To combat noisy data (for example, diarrhea is not necessarily related to food poisoning), they created a “supervised machine learning classifier that leveraged additional signals.” the result? A model that could classify illness-related searches with 85 percent accuracy.
So far FINDER tests have been conducted in Las Vegas and Chicago where FINDER prompted health code inspections at 61 restaurants and 71 restaurants respectively. 52.3 percent of the restaurants identified by this model failed inspection, whereas the usual baseline rate is 24.7 percent. Generally FINDER restaurants were more likely to be in violation of standards, one way or another. Overall, the model was found to be superior to complaint-based inspections and routine inspections. Furthermore, it helped identify the correct source of foodborne illnesses more often than affected customers.

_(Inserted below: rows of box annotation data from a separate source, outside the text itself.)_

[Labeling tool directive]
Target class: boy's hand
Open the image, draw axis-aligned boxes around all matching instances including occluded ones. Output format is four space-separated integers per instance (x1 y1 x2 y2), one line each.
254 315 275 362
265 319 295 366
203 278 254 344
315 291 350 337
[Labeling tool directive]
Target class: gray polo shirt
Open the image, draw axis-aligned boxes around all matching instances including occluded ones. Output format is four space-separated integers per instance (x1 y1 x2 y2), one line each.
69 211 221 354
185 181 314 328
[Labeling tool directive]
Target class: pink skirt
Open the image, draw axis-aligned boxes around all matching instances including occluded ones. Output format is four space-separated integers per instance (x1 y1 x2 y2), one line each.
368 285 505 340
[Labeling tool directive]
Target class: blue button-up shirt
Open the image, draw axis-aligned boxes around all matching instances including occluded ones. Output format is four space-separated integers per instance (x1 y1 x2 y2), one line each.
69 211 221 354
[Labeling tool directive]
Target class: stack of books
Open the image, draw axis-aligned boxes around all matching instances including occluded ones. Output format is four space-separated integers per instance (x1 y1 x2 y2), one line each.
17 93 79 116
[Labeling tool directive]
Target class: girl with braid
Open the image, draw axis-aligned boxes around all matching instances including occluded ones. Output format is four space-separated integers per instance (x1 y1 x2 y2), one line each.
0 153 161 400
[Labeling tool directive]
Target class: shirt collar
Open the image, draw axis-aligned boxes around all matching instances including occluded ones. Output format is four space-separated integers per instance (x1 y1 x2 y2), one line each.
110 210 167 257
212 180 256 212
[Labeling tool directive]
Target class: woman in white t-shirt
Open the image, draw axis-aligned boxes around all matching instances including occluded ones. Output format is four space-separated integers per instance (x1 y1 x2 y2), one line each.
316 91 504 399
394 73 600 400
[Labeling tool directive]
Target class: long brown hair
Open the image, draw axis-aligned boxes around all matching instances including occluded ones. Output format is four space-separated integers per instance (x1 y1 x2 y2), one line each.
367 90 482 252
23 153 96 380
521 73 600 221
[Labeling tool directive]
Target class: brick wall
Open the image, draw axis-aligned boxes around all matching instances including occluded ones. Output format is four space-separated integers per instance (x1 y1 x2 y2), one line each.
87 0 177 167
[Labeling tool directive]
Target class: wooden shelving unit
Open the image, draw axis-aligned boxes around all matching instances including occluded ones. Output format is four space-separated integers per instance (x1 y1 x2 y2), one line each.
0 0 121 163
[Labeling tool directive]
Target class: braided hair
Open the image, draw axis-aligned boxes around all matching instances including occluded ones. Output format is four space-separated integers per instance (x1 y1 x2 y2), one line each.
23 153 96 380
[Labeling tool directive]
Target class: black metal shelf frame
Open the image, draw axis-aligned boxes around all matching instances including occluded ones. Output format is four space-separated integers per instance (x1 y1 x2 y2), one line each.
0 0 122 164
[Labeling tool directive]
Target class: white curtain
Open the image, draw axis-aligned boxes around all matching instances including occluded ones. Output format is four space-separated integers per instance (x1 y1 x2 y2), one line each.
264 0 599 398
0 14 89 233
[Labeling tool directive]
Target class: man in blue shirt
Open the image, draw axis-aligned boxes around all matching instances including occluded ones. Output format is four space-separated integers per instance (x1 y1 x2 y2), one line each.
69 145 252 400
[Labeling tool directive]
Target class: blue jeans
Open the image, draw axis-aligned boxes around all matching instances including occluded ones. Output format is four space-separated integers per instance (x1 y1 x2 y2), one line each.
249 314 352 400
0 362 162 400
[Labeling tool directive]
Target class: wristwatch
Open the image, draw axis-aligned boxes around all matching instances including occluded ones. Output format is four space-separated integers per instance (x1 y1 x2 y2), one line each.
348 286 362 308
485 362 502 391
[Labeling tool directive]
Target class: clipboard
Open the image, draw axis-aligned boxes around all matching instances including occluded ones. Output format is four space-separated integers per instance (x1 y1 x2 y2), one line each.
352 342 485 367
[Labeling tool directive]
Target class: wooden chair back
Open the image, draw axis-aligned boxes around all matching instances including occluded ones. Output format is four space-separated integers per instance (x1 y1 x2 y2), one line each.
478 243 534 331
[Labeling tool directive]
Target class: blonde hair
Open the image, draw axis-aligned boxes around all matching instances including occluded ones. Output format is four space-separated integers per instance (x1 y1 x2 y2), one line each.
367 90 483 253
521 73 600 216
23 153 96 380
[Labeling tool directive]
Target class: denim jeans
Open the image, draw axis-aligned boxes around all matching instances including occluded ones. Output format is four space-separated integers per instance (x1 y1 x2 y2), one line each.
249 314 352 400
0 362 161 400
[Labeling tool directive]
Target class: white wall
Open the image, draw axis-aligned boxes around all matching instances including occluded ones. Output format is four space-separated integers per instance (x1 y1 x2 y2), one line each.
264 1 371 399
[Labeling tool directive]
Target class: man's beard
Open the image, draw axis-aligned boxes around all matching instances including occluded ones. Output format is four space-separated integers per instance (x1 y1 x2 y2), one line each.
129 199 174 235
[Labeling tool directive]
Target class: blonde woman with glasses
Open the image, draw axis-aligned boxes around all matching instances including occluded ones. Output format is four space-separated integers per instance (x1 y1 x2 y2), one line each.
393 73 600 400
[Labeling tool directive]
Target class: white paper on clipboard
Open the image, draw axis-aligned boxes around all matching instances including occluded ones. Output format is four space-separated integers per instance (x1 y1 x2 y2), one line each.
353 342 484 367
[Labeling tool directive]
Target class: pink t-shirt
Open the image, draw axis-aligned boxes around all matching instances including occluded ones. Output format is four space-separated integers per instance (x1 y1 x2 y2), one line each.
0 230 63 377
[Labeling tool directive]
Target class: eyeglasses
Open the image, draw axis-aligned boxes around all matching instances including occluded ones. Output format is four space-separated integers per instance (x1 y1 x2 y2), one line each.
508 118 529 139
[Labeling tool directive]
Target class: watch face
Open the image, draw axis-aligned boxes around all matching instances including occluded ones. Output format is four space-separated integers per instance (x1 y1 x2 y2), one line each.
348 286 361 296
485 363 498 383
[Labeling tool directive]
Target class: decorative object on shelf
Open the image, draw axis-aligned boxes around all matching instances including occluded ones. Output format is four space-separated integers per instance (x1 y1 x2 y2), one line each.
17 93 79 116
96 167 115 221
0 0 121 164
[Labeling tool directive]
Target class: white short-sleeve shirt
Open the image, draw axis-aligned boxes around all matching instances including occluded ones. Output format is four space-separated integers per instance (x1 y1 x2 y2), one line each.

“Previous research shows that people tend to blame the last restaurant visited, and therefore may be likely to file a complaint for the wrong restaurant,” the researchers described. “The FINDER approach is more robust than individual customer complaints, as it aggregates information from numerous people who visited the venue.”
The model still needs work - it lags in determining at-risk restaurants due to the incubation period of foodborne illness. It also identifies lower risk-level places more readily than high risk-level ones. Overall, as VentureBeat notes, it's still a step above non-AI solutions, offering 68 percent improvement over current advanced complaint-based systems. Researchers add that they are hopeful their work demonstrates a tool that public health departments around the country can use to tackle foodborne illness and other diseases.